Mycologist Steve Trudell , from the University of Washington, reviews the history of mushroom identification in. Alaska.   (Photo by Soren Wuerth)

Mohatt, Trudell, and Noah Siegel co-authored a new mushroom field guide, "Mushrooms of Alaska," that will be released next year and contains 425 species, "unless they come after us and make us limit the number of pages," Trudell said.

The book, which Mohatt's team has been working on for 15 years, is dedicated to Wells and Kempton. And even with such a thorough inventory, mycologists still "don't know enough" about all the species in the state. 

And mushrooms play an essential role in habitat. The endangered spotted owl brought logging to a standstill in the Pacific Northwest. "Spotted owls eat voles and voles eat mushrooms," Mohatt said.

In Girdwood, there is little baseline date on mushrooms and their habitat. Mohatt said two falls ago, she found a hygrophorus, an edible mushroom near Crow Creek Road. 

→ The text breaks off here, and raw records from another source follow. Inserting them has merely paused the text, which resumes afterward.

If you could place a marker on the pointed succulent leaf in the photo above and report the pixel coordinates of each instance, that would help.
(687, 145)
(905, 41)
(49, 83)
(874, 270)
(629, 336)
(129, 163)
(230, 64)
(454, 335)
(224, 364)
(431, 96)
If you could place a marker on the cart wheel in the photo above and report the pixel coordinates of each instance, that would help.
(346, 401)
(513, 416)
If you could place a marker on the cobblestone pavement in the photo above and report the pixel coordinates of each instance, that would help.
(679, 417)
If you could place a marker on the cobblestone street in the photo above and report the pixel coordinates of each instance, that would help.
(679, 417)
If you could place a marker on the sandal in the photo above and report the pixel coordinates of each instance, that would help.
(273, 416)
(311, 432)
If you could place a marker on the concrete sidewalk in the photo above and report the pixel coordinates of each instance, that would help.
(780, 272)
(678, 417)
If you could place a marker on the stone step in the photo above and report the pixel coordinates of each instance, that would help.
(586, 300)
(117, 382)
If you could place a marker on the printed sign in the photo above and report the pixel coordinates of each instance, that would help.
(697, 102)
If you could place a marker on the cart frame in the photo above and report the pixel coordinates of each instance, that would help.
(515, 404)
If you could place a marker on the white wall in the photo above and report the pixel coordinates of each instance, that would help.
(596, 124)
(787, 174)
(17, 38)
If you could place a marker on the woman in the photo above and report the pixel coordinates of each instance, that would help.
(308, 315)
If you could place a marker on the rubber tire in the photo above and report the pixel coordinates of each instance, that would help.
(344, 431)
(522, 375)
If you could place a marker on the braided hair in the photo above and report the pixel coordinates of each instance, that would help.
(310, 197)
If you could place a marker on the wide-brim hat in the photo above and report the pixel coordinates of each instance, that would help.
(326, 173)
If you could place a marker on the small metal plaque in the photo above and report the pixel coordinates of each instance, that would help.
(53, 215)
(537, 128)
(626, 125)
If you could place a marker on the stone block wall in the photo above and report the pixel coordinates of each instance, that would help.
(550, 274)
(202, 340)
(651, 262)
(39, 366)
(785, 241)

An edible Alaskan Gold mushroom decks tables with a local collection.  (Photo by Soren Wuerth)

"It smells like Simple Green," she said. "Is that thing rare? Dunno."

Knowledge and appreciation of mushrooms is exactly the point of the Fungus Fair, however. 

Inside, Trudell showed a slide of a poisonous mushroom, galerina marginata, or "funeral bell". The mushroom is toxic if you ingest it (though no mushroom is poisonous to touch). 

"Learn the stuff that can kill ya, then go from there," Trudell said.